My first job out of college was a three-month paid internship as a sports editor at the Dallas Morning News. The DMN, along with the Boston Globe, had the best sports section in America. I didn’t know the term “imposter syndrome” at the time, but I certainly felt the effects of it every time I took a seat along the editing ring and pulled up a story to edit. No one gave one damn that I was young, dumb, and petrified. A dozen or more editors surrounded me every night, and they had neither the time nor the inclination to help me get through my shift without wetting myself.
Except for one person: Mike Hashimoto. Hash, as he was and is known, was there for me when I needed it — helping me rework dumb headlines, cut dangling strips of copy off the boards with an X-Acto knife minutes before deadline, whatever I needed. He didn’t coddle me. In fact, I felt pretty stupid every time he chided me with that deep, sighing baritone of his. But I have no doubt he kept me from being fired, which enabled me to get my next job, at D Magazine, which led to every other job I’ve been lucky enough to have in Dallas.
He was a helluva stand-up guy and a damn fine newspaperman. That’s why it didn’t surprise me when he became an editor on the news desk. He was a pro’s pro, someone who would make reporters and their copy better, no matter subject matter.
What surprised me was his move to the editorial writer-columnist role at the paper. That he could write smart takes was obvious; that he was so conservative shocked me. Because, c’mon, how could an insane liberal like me admire someone who admits to being “torn between conservatism and libertarianism”? How could I consider required reading the works of a person described as “the world’s only Japanese-American redneck”?

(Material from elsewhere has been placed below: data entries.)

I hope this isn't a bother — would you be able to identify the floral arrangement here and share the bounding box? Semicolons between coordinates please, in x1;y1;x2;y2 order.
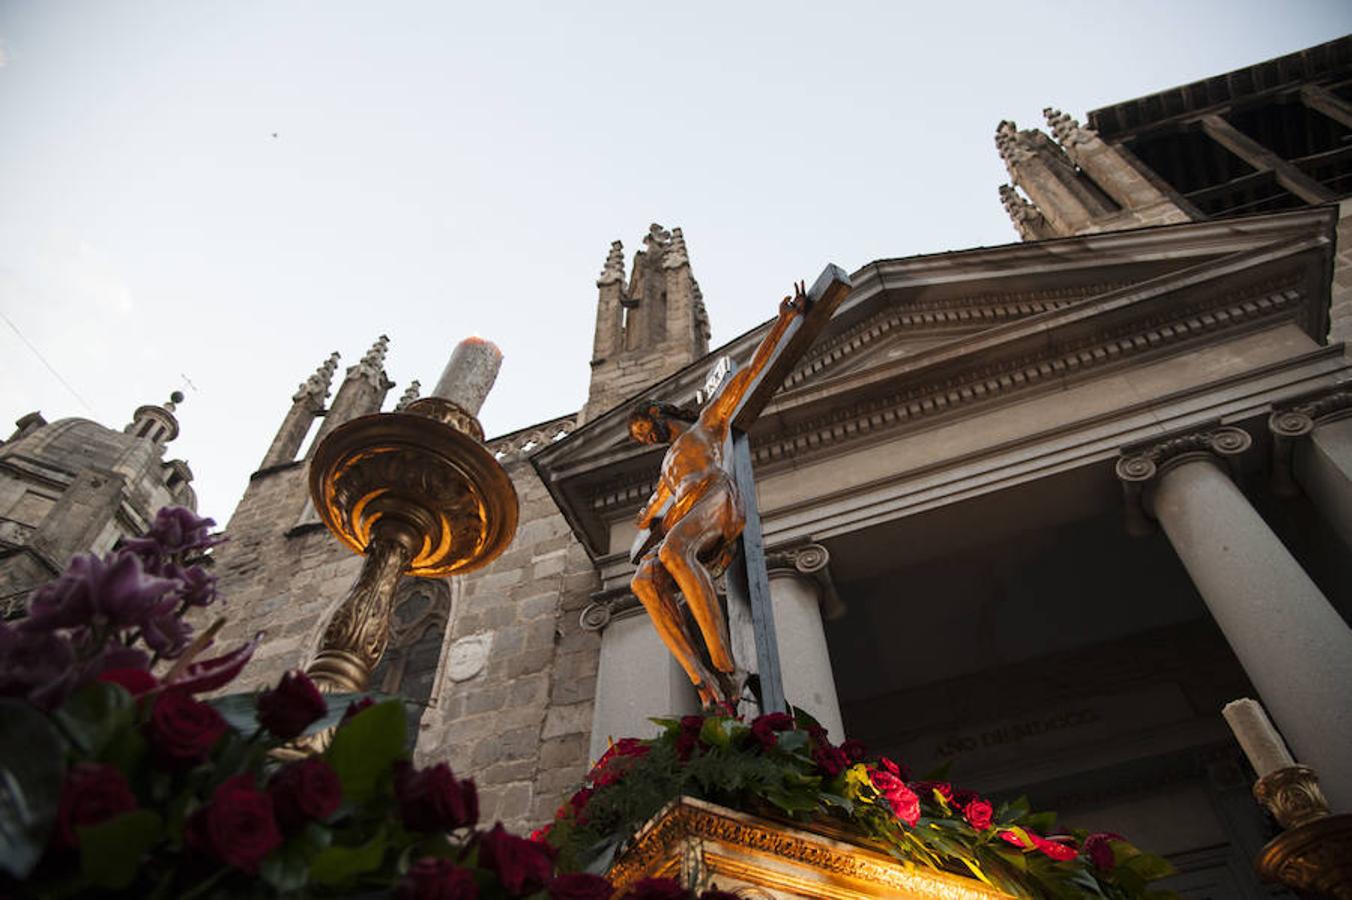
0;507;740;900
541;711;1181;900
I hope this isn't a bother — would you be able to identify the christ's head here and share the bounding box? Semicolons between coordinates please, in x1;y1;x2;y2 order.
628;400;696;445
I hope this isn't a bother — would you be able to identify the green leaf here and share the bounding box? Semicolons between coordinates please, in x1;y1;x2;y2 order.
324;700;406;804
776;730;809;754
78;809;164;889
1024;810;1058;833
54;681;134;758
260;835;311;893
1122;852;1175;881
309;828;389;885
0;701;66;878
699;717;732;749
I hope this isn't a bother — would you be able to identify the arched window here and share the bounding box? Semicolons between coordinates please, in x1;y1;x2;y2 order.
369;577;452;746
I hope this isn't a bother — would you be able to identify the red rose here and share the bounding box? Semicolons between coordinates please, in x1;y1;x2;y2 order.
699;891;740;900
749;712;795;751
394;761;479;832
915;780;953;804
839;739;868;763
268;757;341;832
811;741;848;777
869;769;921;826
620;878;688;899
54;763;138;847
1082;832;1124;870
397;856;479;900
675;716;704;761
547;872;614;899
256;669;326;739
963;798;993;830
879;756;911;780
97;667;158;697
530;824;554;843
186;775;281;873
478;821;556;896
590;738;649;787
147;690;226;766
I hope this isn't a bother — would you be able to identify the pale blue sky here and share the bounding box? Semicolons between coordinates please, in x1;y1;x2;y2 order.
2;2;1350;522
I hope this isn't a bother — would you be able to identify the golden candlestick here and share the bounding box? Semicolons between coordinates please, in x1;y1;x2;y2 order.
1250;766;1352;899
305;394;518;694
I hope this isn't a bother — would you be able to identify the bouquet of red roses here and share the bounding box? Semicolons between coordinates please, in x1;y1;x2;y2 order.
543;711;1180;899
0;506;737;900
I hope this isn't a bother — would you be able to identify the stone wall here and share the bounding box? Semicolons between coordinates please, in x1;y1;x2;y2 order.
416;459;601;834
210;447;603;836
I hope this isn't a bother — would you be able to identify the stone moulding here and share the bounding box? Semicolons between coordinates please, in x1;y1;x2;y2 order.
607;796;1012;899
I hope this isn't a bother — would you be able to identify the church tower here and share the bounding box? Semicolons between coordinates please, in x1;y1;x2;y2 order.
582;223;711;423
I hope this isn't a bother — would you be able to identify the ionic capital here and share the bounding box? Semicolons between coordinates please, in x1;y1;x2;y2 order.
1268;386;1352;497
579;586;643;632
1116;425;1252;535
764;542;845;620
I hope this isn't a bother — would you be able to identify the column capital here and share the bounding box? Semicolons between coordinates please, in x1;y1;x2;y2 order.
1269;385;1352;498
764;542;845;620
1116;425;1252;534
1270;386;1352;440
579;586;642;632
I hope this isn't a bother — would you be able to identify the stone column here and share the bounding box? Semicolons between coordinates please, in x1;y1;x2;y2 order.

Because Hash was and is so damn smart. That’s how. Together with his then colleague Rod Dreher (the author of that redneck quote), the pair cranked out the sharpest conservative columns you could read anywhere in the country, let alone in Texas.
I disagreed with him often — I thoroughly enjoyed sending him emails mocking his faith in Mitt Romney four-plus years ago — but his columns were always thoughtful and well-written. Even when he was hammering Craig Watkins during his 2010 campaign (I was running Watkins’ media campaign at the time), I respected his tenacity and heart. He hated bullshit, and he called it on anyone who deserved it, no matter his personal relationship with the subject.
Hashimoto is leaving the DMN because of his declining health, which is terribly sad. But he’s still a tough-minded sumbitch, one who says he wants no sympathy. So I’ll give him none. I will, though, say this is not only a loss for the paper but for the city, too. I think that is the sort of thing upon which we can agree, no matter our politics.